Shorter queues appeared across Hong Kong for the second round of mandatory testing of domestic helpers as authorities boosted testing capacity and lengthened the testing period.
The government last week ordered helpers to undergo a second round of testing over a longer period of 16 days.
In the first round, 340,000 helpers completed the tests within the first nine days of May, with three confirmed
Covid-19 infections involving the N501Y mutant strain.
More booking and testing capacity has been provided for the second round, with over 600,000 testing slots up for grabs between May 15 and 30.
About 50 domestic workers were spotted queuing up at the mobile specimen collection station at Chater Garden in Central yesterday morning. In Victoria Park, more than 100 people queued before the testing points opened at 10am.
One helper began queuing at 4am after being stuck in a line for more than nine hours in the first round. She said the testing facility was better this time as tents were set up.
Betty Yung Ma Shan-yee, chairwoman of the Hong Kong Employers of Overseas Domestic Helpers' Association, praised the improved arrangements.
"The government's aim for foreign domestic workers to undergo testing again is to ensure that they are healthy," she said.
"It is not discriminating against or targeting them.

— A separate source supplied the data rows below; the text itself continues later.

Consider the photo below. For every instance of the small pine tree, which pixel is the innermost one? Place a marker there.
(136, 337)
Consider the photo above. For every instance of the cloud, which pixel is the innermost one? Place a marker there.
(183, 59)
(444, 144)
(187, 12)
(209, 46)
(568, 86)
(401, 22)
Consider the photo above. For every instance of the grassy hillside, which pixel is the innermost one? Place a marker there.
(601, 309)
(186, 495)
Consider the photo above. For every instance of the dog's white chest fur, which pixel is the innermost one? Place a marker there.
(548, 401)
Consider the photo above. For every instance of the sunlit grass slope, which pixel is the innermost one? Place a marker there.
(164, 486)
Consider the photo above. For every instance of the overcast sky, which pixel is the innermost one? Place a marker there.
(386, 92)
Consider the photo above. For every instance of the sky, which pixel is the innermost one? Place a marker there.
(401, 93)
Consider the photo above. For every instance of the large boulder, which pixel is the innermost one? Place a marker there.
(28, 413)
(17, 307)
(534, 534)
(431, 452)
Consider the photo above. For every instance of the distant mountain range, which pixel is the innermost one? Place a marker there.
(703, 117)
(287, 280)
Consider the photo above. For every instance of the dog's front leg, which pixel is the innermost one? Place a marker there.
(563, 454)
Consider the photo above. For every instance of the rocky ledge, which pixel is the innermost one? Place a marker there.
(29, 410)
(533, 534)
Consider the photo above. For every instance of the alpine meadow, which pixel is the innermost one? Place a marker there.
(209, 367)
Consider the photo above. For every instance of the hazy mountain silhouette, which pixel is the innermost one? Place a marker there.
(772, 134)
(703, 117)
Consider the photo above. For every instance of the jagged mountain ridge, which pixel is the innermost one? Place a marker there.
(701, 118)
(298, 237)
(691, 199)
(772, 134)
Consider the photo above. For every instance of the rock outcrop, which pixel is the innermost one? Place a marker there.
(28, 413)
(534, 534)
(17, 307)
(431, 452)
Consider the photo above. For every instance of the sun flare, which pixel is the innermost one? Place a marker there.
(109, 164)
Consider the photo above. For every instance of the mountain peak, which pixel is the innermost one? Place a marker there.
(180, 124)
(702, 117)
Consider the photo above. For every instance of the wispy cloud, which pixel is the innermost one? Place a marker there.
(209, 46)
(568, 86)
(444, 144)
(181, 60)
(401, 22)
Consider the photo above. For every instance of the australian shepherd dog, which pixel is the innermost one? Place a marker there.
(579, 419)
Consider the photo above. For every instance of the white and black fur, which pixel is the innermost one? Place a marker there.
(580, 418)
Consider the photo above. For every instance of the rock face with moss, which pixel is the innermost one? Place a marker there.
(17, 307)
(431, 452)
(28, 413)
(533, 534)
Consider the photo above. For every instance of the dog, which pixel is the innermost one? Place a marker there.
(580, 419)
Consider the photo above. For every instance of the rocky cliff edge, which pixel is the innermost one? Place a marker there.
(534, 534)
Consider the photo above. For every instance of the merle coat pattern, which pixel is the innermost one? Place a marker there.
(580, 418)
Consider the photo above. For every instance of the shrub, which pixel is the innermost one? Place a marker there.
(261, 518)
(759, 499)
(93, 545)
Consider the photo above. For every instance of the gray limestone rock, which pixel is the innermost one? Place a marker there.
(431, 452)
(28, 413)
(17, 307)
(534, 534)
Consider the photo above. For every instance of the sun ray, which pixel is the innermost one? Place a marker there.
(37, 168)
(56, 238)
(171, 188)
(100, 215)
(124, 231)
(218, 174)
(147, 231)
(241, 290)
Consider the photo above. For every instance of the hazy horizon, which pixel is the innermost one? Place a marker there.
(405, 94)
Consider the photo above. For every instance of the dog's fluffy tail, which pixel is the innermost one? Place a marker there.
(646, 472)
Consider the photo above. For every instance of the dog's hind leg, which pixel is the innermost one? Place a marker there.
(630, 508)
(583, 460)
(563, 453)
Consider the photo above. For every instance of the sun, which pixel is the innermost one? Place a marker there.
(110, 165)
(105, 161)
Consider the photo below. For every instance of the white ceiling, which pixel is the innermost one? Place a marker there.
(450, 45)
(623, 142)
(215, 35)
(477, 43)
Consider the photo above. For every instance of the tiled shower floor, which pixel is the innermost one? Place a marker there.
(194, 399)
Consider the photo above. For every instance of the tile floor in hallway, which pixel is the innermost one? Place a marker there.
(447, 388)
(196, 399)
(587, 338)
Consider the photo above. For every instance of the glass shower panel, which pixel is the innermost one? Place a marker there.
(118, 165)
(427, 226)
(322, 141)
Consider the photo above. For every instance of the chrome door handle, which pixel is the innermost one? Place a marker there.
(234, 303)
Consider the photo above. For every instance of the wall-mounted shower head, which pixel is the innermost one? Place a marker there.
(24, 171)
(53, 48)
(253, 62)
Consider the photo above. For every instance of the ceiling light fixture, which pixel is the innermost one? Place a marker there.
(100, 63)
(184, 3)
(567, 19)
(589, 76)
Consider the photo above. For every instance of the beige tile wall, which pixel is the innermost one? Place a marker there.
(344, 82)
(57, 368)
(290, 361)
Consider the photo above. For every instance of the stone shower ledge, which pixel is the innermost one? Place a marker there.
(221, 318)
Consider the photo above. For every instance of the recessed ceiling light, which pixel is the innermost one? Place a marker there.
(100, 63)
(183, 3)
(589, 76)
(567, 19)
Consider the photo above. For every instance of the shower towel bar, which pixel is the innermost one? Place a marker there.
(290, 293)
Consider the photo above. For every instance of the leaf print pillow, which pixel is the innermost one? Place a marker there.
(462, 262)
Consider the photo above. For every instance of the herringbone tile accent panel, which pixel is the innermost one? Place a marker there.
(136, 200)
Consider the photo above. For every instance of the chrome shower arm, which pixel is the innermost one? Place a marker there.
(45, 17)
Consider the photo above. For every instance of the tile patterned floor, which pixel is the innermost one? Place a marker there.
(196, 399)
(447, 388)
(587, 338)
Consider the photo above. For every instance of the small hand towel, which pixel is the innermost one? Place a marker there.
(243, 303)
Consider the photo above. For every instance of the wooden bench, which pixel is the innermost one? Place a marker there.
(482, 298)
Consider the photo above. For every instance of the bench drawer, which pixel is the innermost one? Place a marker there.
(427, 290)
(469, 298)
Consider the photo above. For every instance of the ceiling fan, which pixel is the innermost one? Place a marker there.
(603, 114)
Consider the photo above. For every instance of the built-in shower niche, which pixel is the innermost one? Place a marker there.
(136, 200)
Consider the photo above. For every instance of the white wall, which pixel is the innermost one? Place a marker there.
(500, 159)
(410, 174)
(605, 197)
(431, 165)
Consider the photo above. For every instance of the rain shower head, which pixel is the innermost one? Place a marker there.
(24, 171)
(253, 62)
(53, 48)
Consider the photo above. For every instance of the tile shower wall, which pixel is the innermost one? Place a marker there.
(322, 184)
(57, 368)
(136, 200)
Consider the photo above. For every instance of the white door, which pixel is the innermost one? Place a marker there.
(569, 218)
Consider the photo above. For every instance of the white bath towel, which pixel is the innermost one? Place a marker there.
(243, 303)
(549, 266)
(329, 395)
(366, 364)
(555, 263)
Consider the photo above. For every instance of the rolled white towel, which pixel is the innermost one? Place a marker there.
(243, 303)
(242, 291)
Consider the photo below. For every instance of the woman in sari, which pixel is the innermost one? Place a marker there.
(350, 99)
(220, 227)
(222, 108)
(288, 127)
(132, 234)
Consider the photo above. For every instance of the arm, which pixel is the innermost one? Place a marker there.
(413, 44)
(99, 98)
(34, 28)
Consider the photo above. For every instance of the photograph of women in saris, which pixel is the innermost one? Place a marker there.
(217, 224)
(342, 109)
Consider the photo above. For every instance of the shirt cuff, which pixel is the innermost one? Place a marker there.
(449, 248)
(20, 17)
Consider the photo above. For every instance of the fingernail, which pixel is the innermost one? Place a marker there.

I hope foreign domestic helper groups can support [the compulsory testing]."
International Migrants' Alliance chairwoman Eni Lestari, who was at Victoria Park yesterday, observed some electric fans were added to the mobile testing points for the second round, but said there were "not many."
She slammed the government's mandatory move for singling out domestic workers instead of all relevant sectors and described the second round of testing as discriminatory, saying the government's move is "stigmatizing domestic helpers as
Covid-19 spreaders."
Lestari, along with about 500 Indonesian helpers, wore red ribbons to express their disappointment in the government for failing to protect domestic helpers during
Covid-19, saying red stands for "resist exclusion and discrimination."
"The government only take employers into consideration," Lestari said. "We are being blame of
Covid-19 as if [only] we carry the virus."